A special kind of stupid | The Daily Star
12:00 AM, February 14, 2017 / LAST MODIFIED: 12:21 AM, February 14, 2017

A special kind of stupid

Is it just me or is everyone around me going a bit cuckoo?! And I'm not talking about the lawmaker who thought it was grand to walk over a human bridge made of school students whose headmaster thought this would be a brilliant way to please the narcissistic politician. Nor am I talking about a former Union Parishad member who kept four schools shut for three days so he could keep his promise of feeding 30,000 of his voters. Both these individuals could be recommended for psychological assessment and considered unfit to be representatives of the public or of civilised society for that matter. But there is more craziness in the air, so much that it could make one think that we have dropped into a time warp that has taken us into the dark ages.
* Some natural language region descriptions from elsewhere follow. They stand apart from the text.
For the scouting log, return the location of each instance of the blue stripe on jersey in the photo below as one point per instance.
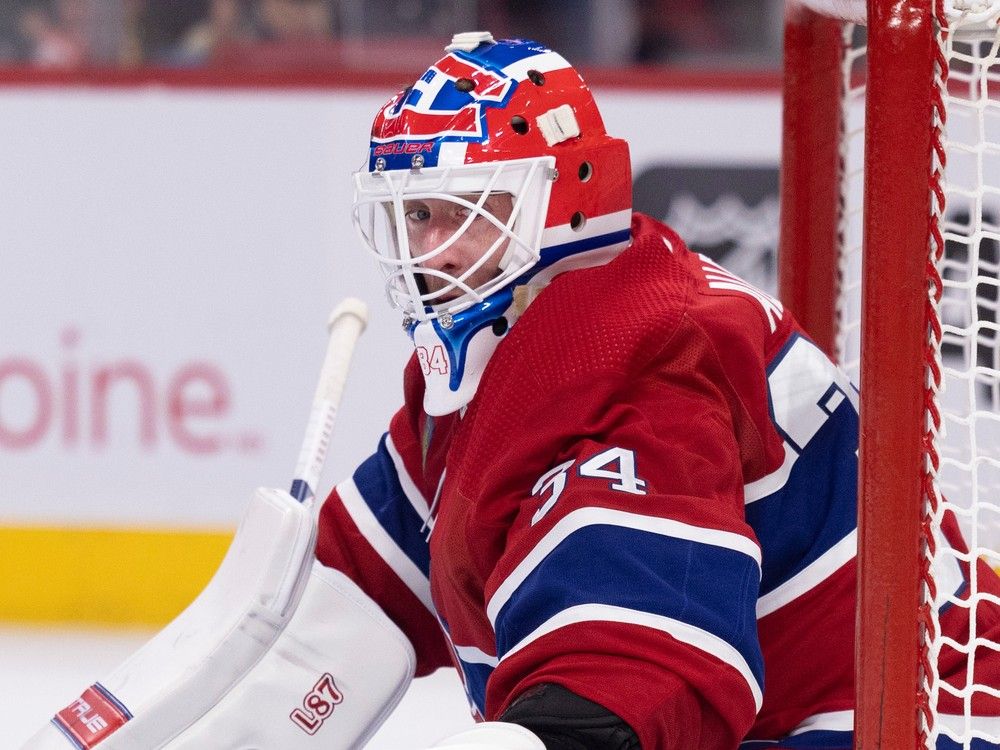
(553, 253)
(815, 509)
(817, 506)
(378, 483)
(709, 587)
(819, 739)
I'm talking about this 'special provision' that the lawmakers are trying to incorporate into the Child Marriage Restraint Act 2016, one that is being vehemently protested by human rights activists, lawyers and anyone who believes that girls should be given a chance to be educated and pursue their dreams rather than be forced to marry.
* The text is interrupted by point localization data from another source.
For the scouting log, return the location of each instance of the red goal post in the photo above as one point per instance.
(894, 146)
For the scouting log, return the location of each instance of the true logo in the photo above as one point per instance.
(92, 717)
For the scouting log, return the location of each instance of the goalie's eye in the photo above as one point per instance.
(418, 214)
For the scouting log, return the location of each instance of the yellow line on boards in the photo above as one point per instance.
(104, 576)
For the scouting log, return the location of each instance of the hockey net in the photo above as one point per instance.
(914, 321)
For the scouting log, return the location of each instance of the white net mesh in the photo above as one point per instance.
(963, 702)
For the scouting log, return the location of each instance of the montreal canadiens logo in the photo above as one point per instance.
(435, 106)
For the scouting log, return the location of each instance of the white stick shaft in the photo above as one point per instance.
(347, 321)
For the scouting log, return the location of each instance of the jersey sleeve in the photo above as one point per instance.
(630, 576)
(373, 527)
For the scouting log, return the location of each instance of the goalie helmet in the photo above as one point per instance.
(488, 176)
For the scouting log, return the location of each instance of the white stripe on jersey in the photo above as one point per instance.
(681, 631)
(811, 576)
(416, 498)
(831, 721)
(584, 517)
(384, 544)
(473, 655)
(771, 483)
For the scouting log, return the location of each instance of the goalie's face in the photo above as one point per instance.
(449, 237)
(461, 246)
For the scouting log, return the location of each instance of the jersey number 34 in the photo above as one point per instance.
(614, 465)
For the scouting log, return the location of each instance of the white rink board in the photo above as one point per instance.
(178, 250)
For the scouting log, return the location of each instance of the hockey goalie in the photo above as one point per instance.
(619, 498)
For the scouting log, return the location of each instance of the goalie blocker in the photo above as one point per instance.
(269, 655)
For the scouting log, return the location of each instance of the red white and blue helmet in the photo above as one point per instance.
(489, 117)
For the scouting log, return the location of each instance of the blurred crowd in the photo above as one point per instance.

To add to the madness, I just read a news report that says that the government is also considering adding a clause that says that boys under 21 (the minimum age for them to marry under the existing law) can tie the knot under the special provision. In other words we will be one of those few countries that can boast of creating a legal framework so that kids can get married and skip their childhood. Just like the good old days when kings and queens got their infant princes and princesses betrothed so they would be tied together forever without even knowing it so that kingdoms remained intact and did not end up annihilating each other.

I guess people wanted to give a 'gender equality' dimension to a provision that will affect an under-aged girl for life: if a girl child can get married why not a boy child? He should be granted the same 'privilege' and meted out the same treatment.

Hold on, what? Have we lost our marbles? Instead of scrapping this controversial provision that will undoubtedly give excuses to parents and guardians to marry off their minor daughters to face the consequences of early marriage, we are now going to let young boys to be coerced into marriage.

So what 'special circumstances' are we really talking about that should warrant this special provision? Teenaged delinquents who stalk girls on their way to school, rape them, leading to the victim getting pregnant? When a boy and girl get caught together by the villagers and so the only way to save the girl's honour is to get them married off so that the parents and the community can live happily ever after?

Obviously we are missing the 'slight' problems that would ensue if marriage is made to be the pill to cure all ailments.  Let's refresh our memories on what these problems could be. Child marriage, under any circumstances will mean the girl dropping out of school (there goes SDG 5 out the window– to empower all women and girls, not to mention our government's commendable progress in girls' education). It will mean she will get pregnant at an age when her body is not mature and hence may lead to complications during pregnancy, underweight babies, even her death while giving birth. A girl child who is compelled to marry for whatever reason, is more vulnerable to violence from her husband and in-laws as it is always easier to dominate and torture a child. If it is with her rapist we can only imagine the psychological trauma she will go through being legally his hostage to do as he pleases. This is the pretty picture this special provision conjures. Now that boys may be included, we can also count them in the dropout rates in secondary school. After all, a married man child will be expected to earn a living, not go to school.

In this wave of madness there are, thankfully, voices of sanity. Social Action Committee, a platform of 69 human rights and development organisations in the country have joined hands to protest the special provision, reiterating that this will only encourage child marriage and jeopardise the rights of children and women. These include people who have done research on the effects of child marriage, who have worked with adolescent girls and mothers, who have legally represented battered women, many of them married when they were children and those who, on a daily basis, work, think and believe in empowering women and girls. Apparently the government and these people are on the same page as far as wanting girls to grow up as strong, self sufficient, productive citizens. If that is so why will there be a regressive provision in such a progressive law? Sounds pretty insane to me. 

 

The Writer is Deputy Editor, Editorial & Op-ed, The Daily Star.